It's three AM and I'm tired, but awake. I lay here, feeling like I fooled myself again, I fooled them again, yet I'm a fool. Talked to both of my psych team today and they both think I'm doing better, but that's because I want to do better. But I'm not.
I twisted my words, their words, others' words, to make it seem better, but I'm nowhere near better.
I'm crumbling inside, my focus is gone. F---! I hate how therapy feels. But I need validation. But there's none to be had.
I miss K. I miss her so gd bad but I know better than disturb her life again. I want L, but I don't want to disturb her life. I want to be ready to feel something Good again, but everything is going to the bottom around me.
Mom is much sicker than we thought. Her time is now very limited. I have no vehicle, because I can't do the repairs needed. R, my son, is very ill and will likely never get better and I'm not in a state to be able to help him. If I make it another month, it will be a miracle. A week more of dealing with all this seems overpowering.

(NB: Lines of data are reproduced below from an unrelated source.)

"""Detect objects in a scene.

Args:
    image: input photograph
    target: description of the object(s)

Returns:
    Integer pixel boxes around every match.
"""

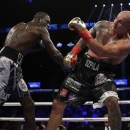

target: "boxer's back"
[5,22,41,54]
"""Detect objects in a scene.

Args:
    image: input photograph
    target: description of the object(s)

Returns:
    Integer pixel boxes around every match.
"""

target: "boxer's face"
[40,15,50,28]
[112,12,130,34]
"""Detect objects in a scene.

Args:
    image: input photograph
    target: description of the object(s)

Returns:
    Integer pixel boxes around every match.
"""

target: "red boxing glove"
[78,28,92,42]
[71,45,81,55]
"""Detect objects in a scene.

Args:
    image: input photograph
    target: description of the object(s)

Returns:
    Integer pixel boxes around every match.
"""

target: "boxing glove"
[68,17,92,42]
[63,45,81,68]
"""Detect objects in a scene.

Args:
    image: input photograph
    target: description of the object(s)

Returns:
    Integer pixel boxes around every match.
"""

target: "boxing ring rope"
[29,87,130,93]
[0,117,130,122]
[0,88,130,122]
[3,100,130,106]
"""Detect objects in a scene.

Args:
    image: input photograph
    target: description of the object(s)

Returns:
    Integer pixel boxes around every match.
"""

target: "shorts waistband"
[0,46,24,65]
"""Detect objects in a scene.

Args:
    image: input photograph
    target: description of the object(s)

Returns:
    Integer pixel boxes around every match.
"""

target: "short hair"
[33,12,48,19]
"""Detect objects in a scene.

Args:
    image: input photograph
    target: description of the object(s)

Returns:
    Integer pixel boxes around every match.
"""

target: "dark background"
[0,0,130,130]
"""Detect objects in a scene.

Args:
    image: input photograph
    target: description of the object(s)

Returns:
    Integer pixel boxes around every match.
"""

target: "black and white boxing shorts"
[0,46,30,105]
[56,54,119,108]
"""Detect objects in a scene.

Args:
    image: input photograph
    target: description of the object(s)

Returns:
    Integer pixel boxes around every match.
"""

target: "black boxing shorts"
[0,47,30,105]
[56,53,118,108]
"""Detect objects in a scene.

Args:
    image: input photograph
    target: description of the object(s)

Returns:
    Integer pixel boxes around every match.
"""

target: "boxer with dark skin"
[47,11,130,130]
[0,12,63,130]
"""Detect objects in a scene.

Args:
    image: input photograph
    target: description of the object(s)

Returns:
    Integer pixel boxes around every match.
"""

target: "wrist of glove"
[68,17,92,42]
[63,52,78,68]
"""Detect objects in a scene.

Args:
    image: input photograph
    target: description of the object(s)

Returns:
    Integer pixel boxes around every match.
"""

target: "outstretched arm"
[41,28,63,65]
[68,17,130,58]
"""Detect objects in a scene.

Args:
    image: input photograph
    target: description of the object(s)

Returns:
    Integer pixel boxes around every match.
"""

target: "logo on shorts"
[60,88,68,97]
[69,93,77,101]
[18,79,28,92]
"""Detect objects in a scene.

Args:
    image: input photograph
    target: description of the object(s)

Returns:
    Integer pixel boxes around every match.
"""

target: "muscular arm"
[41,28,63,65]
[76,28,96,50]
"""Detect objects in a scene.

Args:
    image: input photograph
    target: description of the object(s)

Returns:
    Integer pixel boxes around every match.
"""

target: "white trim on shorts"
[93,91,119,109]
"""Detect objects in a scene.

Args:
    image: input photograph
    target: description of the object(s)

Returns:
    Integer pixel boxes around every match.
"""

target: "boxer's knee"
[104,96,120,112]
[0,99,5,106]
[20,96,35,111]
[52,100,67,112]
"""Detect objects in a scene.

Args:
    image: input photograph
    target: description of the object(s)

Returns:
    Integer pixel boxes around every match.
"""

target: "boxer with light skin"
[47,11,130,130]
[0,12,63,130]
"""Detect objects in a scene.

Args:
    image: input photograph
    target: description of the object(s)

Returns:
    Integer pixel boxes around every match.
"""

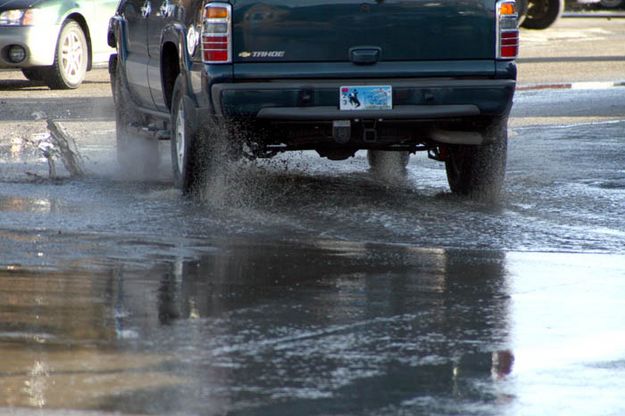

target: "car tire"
[111,60,160,179]
[444,119,508,200]
[522,0,564,29]
[22,67,43,82]
[367,150,410,177]
[169,74,242,195]
[169,74,210,195]
[42,20,89,90]
[600,0,623,9]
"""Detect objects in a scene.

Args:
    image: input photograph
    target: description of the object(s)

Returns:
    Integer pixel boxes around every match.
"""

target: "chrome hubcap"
[60,30,85,84]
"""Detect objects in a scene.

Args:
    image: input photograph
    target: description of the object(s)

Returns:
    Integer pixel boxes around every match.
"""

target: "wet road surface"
[0,83,625,415]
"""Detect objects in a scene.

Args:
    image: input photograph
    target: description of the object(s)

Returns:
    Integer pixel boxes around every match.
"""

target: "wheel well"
[65,13,93,71]
[161,42,180,109]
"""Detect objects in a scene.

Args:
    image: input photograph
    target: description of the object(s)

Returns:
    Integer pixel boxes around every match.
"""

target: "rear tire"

I've heard all the reasons to hold on, but I'm not sure if I can believe them. When I'm alone, I cry, but around others I pretend so they don't worry. I fully understand the saying "my strength is in my weaknesses," for I'm very much a powerfully spent person that hasn't much left. It would take one honest, good moment to change me, but I can't find even one.
If I disappear, you know what happened. I hope that you forgive me and understand the limits of suffering.